7. Согласно стенограмме заседания Государственной думы от 12 марта 1907 г. Шульгин выразил пожелание, чтобы казням подвергались "не те несчастные сумасшедшие маниаки, которых посылают на убийство другие лица, а те, которые их послали, интеллектуальные убийцы, подстрекатели, умственные силы революции, которые пишут и говорят перед нами открыто... Если будут попадать такие люди, как известные у нас писатели-убийцы...
Голос: Крушеван?
Деп. Шульгин: Нет, не Крушеван, а гуманный и действительно талантливый писатель В. Короленко, убийца Филонова!" (Короленко В.Г. Собр. соч. в 10-ти т., т. 9, с. 467).

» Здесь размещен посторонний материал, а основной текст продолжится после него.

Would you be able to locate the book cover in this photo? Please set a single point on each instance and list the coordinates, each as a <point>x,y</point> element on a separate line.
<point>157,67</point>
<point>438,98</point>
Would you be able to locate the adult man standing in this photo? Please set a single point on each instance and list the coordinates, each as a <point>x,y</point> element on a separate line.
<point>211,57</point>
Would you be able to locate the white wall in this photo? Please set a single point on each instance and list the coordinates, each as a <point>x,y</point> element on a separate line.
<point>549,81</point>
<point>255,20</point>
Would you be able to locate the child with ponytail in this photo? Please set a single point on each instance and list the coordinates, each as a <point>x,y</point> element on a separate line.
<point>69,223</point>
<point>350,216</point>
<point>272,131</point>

8. Здесь и далее Короленко имеет в виду свое участие в разоблачении тех издевательств и жестокостей, которые были допущены в декабре 1905 г. в Миргородском уезде Полтавской губернии карательной экспедицией, возглавлявшейся статским советником Ф.В. Филоновым и имевшей целью пресечение крестьянских беспорядков. 12 января 1906 г. в газете "Полтавщина" писатель опубликовал "Открытое письмо статскому советнику Филонову", а 18 января Филонов был убит эсером Д. Кирилловым, которому удалось бежать за границу. Писателя обвинили в подстрекательстве к террористическому убийству и привлекли вместе с редактором "Полтавщины" Д.О. Ярошевичем к судебной ответственности. Однако еще в стадии предварительного следствия все факты из "Открытого письма" подтвердились, и дело было прекращено. Сам писатель, выступавший за наказание Филонова законными средствами, осудил его убийство. Вся эта история была подробно изложена Короленко в статье "Сорочинская трагедия", увидевшей свет в журнале "Русское богатство" (1907, No 4) и изданной в том же году отдельной брошюрой (см.: Короленко В.Г. Собр. соч. в 10-ти т., т. 9, с. 423-471).
9. В статье "Истязательская оргия" (Речь, 1911, No 347, 18 декабря) Короленко рассказал о тяжком тюремном режиме, установившемся в Псковской Центральной каторжной тюрьме, опередившей в этом отношении все тюремные централы России. В октябре 1911 г. политзаключенным этой тюрьмы удалось передать на волю обращение "Ко всем социалистическим партиям в России и за границей" с осуждением истязаний, а в декабре того же года провести голодовку, в результате чего тюремный режим был несколько смягчен (см.: Короленко В.Г. Собр. соч. в 10-ти т., т. 9, с. 627-- 631).
10. Дубровиными и Глинками по фамилиям лидеров черносотенного движения в России Короленко называет в данном месте статьи представителей российского консерватизма.